The LLM must generate large datasets as text, dramatically increasing token usage.

Higher Latency

Large responses increase generation time and Time-To-First-Token (TTFT).

The Metadata Approach

Instead, the model returns only the information needed to render the UI.

{
  "tool": "line_history_values",
  "args": {
    "fund_code": "AFT",
    "limit": 30
  }
}

The client application then performs the data request.

LLM → Select Component + Metadata
Client → Fetch Data
Client → Render Native Component

Benefits

Benefit	Result
Lower token usage	Only metadata generated
Faster responses	Minimal generation time
Higher reliability	Less hallucination risk
Native UX	Real UI components

Generative UI Architecture

This system separates AI orchestration from UI rendering.

Responsibility Split

Layer	Responsibility
LLM	Decide which component should render
Client	Fetch real data
UI	Render native interface

This prevents a common anti-pattern:

LLMs generating raw datasets.

Professional Production Architecture

Large scale Generative UI systems typically follow a three-layer architecture.

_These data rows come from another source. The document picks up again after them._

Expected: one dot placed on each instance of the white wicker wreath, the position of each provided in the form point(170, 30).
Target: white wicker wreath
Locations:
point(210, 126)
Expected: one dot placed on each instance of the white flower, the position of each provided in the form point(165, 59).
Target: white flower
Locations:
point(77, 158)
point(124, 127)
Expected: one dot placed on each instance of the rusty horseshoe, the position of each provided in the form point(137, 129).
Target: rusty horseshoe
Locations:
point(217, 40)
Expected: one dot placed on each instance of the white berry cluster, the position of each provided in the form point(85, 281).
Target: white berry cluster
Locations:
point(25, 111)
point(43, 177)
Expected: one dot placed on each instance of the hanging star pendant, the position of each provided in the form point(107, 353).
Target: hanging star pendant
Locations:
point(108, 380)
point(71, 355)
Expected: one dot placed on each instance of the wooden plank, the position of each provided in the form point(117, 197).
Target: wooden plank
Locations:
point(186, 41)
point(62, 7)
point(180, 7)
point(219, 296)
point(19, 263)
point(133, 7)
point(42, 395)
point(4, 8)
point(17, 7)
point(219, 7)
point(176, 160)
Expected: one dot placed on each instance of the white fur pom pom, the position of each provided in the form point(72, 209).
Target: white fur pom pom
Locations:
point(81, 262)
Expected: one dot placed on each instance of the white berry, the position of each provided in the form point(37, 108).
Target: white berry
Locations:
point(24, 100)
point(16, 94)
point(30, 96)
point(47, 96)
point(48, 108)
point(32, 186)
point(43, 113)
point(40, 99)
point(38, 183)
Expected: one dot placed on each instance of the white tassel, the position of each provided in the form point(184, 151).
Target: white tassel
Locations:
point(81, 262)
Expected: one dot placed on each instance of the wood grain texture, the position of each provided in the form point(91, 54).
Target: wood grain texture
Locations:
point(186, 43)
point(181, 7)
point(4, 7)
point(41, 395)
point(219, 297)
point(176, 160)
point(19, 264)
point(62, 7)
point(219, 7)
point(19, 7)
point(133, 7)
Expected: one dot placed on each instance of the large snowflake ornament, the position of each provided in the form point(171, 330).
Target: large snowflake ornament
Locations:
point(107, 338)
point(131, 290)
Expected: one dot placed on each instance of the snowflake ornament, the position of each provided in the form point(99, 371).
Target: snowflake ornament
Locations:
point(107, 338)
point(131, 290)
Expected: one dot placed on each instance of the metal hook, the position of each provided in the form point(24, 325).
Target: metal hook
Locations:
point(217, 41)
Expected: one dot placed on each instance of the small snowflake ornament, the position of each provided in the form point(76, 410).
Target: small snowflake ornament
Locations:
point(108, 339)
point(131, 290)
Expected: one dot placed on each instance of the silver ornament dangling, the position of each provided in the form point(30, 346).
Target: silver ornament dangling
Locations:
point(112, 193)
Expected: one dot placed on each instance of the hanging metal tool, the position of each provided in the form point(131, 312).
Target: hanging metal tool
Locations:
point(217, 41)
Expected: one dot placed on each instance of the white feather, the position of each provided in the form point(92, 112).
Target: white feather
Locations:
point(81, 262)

Why this architecture works

Layer	Role
LLM	decision engine
Client	orchestration
Backend	data provider

This structure keeps the system:

deterministic
scalable
cost-efficient

Tool Calling Strategy

Instead of returning free-text responses, the model uses structured tool calls.

Example tool definition:

{
  "name": "line_history_values",
  "description": "Render a fund performance chart",
  "parameters": {
    "type": "object",
    "properties": {
      "fund_code": { "type": "string" },
      "limit": { "type": "number" }
    },
    "required": ["fund_code"]
  }
}

System Prompt Strategy

A strong system prompt ensures the model only returns metadata.

Example:

You are a UI orchestration assistant.

Never generate datasets.

Only select tools and return minimal metadata.

This significantly improves tool-selection reliability.

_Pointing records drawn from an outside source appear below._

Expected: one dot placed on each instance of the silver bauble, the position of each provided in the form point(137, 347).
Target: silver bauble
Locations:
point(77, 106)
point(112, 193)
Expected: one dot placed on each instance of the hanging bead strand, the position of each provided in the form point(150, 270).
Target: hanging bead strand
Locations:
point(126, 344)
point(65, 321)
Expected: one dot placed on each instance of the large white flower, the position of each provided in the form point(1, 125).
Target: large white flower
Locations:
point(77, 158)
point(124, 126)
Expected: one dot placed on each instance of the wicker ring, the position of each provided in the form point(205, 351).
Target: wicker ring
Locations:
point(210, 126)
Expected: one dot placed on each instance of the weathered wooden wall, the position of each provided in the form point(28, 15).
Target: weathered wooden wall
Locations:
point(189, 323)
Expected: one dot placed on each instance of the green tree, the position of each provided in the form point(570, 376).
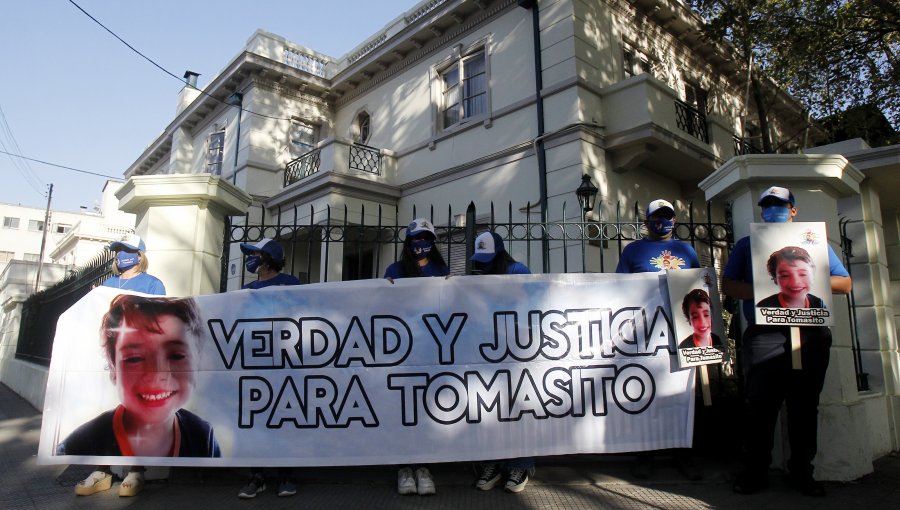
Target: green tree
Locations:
point(832, 55)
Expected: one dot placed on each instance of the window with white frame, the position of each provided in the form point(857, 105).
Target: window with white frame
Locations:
point(634, 61)
point(464, 88)
point(303, 137)
point(696, 96)
point(362, 128)
point(215, 147)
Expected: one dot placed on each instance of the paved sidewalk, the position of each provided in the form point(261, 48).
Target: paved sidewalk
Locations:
point(565, 482)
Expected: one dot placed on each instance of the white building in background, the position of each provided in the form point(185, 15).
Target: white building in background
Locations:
point(73, 238)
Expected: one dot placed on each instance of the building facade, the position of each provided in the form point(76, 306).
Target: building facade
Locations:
point(510, 102)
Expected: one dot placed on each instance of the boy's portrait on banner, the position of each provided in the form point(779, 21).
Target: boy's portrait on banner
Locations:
point(696, 316)
point(790, 273)
point(150, 346)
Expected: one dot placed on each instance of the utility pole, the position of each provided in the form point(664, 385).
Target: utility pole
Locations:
point(37, 280)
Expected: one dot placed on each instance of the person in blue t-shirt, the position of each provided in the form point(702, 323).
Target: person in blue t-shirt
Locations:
point(771, 379)
point(130, 268)
point(492, 258)
point(419, 257)
point(658, 251)
point(129, 273)
point(266, 259)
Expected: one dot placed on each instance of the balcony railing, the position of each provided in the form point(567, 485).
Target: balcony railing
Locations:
point(743, 146)
point(365, 158)
point(691, 120)
point(341, 156)
point(304, 166)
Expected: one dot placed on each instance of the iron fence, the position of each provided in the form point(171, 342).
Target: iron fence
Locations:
point(42, 309)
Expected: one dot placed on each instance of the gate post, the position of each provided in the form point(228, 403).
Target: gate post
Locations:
point(181, 217)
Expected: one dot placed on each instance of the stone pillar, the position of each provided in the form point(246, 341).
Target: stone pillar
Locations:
point(182, 220)
point(817, 181)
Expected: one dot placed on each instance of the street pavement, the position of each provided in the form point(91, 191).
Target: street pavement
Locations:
point(562, 482)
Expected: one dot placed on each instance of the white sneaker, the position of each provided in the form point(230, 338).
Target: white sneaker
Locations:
point(406, 484)
point(424, 482)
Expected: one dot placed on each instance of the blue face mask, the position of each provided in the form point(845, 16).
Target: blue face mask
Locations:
point(126, 260)
point(776, 214)
point(662, 227)
point(420, 248)
point(252, 263)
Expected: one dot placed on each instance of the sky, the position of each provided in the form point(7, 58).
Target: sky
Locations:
point(71, 94)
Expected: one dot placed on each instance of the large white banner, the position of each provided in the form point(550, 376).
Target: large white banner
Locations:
point(369, 372)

LLM Request / Response Example

User Request

Show me the last 30 days performance of AFT fund

Request Sent to the Model

{
  "model": "stepfun/step-3.5-flash",
  "messages": [
    {
      "role": "system",
      "content": "You are a UI orchestration assistant."
    },
    {
      "role": "user",
      "content": "Show me the last 30 days performance of AFT fund"
    }
  ]
}

Model Response

{
  "tool_call": {
    "name": "line_history_values",
    "arguments": {
      "fund_code": "AFT",
      "limit": 30
    }
  }
}

Notice something important:

The LLM does not generate any dataset.

Runtime Safety with Schema Validation

LLM outputs should never be trusted blindly.

Tool arguments must be validated before rendering UI.

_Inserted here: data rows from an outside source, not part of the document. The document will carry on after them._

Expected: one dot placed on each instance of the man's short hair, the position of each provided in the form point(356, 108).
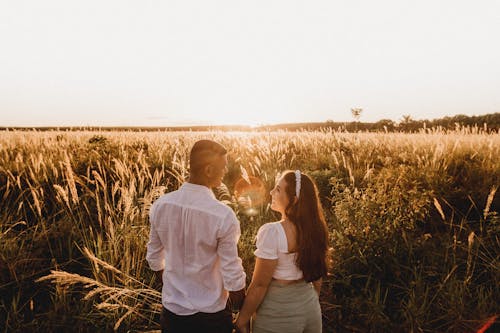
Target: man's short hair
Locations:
point(203, 153)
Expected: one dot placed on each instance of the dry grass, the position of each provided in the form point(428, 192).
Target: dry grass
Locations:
point(74, 209)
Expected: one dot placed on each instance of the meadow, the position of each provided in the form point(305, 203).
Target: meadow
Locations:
point(413, 220)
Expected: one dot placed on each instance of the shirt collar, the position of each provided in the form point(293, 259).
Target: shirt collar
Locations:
point(198, 188)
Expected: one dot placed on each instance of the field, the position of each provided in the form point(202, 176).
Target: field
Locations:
point(413, 220)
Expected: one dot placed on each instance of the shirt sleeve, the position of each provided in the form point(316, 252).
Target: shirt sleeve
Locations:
point(155, 254)
point(233, 274)
point(267, 242)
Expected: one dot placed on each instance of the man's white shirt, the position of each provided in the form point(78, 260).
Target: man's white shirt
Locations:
point(194, 238)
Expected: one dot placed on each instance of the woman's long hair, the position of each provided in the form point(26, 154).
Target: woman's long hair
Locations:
point(306, 214)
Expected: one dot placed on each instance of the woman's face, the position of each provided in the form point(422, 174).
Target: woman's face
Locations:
point(279, 198)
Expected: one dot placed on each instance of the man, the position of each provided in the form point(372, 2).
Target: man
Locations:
point(193, 246)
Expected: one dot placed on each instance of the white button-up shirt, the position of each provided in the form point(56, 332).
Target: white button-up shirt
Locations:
point(194, 240)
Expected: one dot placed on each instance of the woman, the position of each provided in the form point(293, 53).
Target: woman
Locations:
point(290, 262)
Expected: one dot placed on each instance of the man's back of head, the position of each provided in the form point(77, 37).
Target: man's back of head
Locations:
point(203, 153)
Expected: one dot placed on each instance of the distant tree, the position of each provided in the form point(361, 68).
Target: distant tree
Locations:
point(406, 123)
point(356, 113)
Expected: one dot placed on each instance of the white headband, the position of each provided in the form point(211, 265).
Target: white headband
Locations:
point(297, 182)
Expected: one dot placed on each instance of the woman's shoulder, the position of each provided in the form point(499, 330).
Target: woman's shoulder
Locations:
point(269, 227)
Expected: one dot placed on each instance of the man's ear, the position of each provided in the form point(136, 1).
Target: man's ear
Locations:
point(209, 169)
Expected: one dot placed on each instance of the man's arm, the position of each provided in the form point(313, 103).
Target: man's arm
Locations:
point(155, 254)
point(232, 270)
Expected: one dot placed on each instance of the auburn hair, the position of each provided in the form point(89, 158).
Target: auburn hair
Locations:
point(306, 213)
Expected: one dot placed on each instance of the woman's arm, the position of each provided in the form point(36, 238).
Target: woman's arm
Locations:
point(261, 278)
point(317, 285)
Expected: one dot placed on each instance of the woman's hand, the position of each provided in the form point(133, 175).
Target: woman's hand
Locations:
point(242, 327)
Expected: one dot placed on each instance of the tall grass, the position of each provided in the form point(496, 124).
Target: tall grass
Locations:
point(413, 222)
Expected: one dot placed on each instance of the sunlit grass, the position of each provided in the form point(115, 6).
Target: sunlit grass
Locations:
point(413, 223)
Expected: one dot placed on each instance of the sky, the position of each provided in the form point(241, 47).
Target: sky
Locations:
point(171, 63)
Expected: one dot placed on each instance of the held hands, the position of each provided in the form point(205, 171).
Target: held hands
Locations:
point(236, 299)
point(241, 327)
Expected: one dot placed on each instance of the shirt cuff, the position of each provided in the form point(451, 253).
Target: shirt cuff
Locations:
point(157, 265)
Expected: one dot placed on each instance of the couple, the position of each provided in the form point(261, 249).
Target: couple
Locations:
point(193, 249)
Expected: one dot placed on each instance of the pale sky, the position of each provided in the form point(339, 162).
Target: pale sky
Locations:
point(163, 63)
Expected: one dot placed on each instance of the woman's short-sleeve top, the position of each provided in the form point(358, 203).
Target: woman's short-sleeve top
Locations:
point(272, 244)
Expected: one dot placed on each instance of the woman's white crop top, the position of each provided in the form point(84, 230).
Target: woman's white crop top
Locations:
point(272, 244)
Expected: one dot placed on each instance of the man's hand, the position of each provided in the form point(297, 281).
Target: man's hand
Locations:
point(236, 299)
point(159, 280)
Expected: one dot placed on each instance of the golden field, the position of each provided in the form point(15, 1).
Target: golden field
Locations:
point(413, 219)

Example validation using Zod:

import { z } from "zod";

export const LineHistorySchema = z.object({
  fund_code: z.string().min(3).max(5).toUpperCase(),
  limit: z.number().optional().default(30),
});

Parsing tool arguments:

const parseToolArgs = (args: string) => {
  const result = LineHistorySchema.safeParse(JSON.parse(args));

  if (!result.success) {
    console.error("Invalid tool arguments");
    return null;
  }

  return result.data;
};

Validation prevents:

runtime crashes
hallucinated parameters
invalid UI props

GenUI Renderer Pattern

Tool calls map to predefined UI components.

/**
 * AI Tool isimleri ile Component eşleşmeleri için Enum tanımları.
 */
export enum GenUIComponent {
  LINE_HISTORY_VALUES = "line_history_values",
  FUND_CARD = "fund_card",
}

export type GenUIComponentProps =
  | {
      type: GenUIComponent.LINE_HISTORY_VALUES;
      props: Parameters<typeof UILineHistoryValues>[0];
    }
  | {
      type: GenUIComponent.NAV_CARD;
      props: Parameters<typeof UINavigationCard>[0];
    };

export const PickComponent = ({ type, props }: GenUIComponentProps) => {
  switch (type) {
    case GenUIComponent.LINE_HISTORY_VALUES:
      return <UILineHistoryValues {...props} />;

    case GenUIComponent.NAV_CARD:
      return <UINavigationCard {...props} />;

    default:
      return <Text>Unknown Component</Text>;
  }
};

export const UILineHistoryValues = (props: LineHistoryProps) => {
  // Client-side data fetching and rendering logic here
  // ...
  return <LineChart data={fetchedData} title={props.title} />;
};

export const UINavigationCard = (props: NavCardProps) => {
  // Client-side data fetching and rendering logic here
  // ...
  return <Card title={props.title} description={props.description} />;
};

Each component is responsible for:

Fetching its own data
Handling loading states
Rendering native UI

This keeps the AI layer extremely lightweight.

GenUI Rendering Flow

Token Cost Comparison

Traditional GenUI systems often generate large JSON datasets.

Example:

{
  "data": [
    { "date": "2024-01-01", "value": 10.23 },
    { "date": "2024-01-02", "value": 10.45 }
  ]
}

This increases token usage dramatically.

Estimated token usage

Approach	Tokens	Cost
LLM generates dataset	2000-5000	High
Metadata only	20-40	Very Low

Reducing output size from 2000 tokens to ~30 tokens can reduce cost by 100× or more.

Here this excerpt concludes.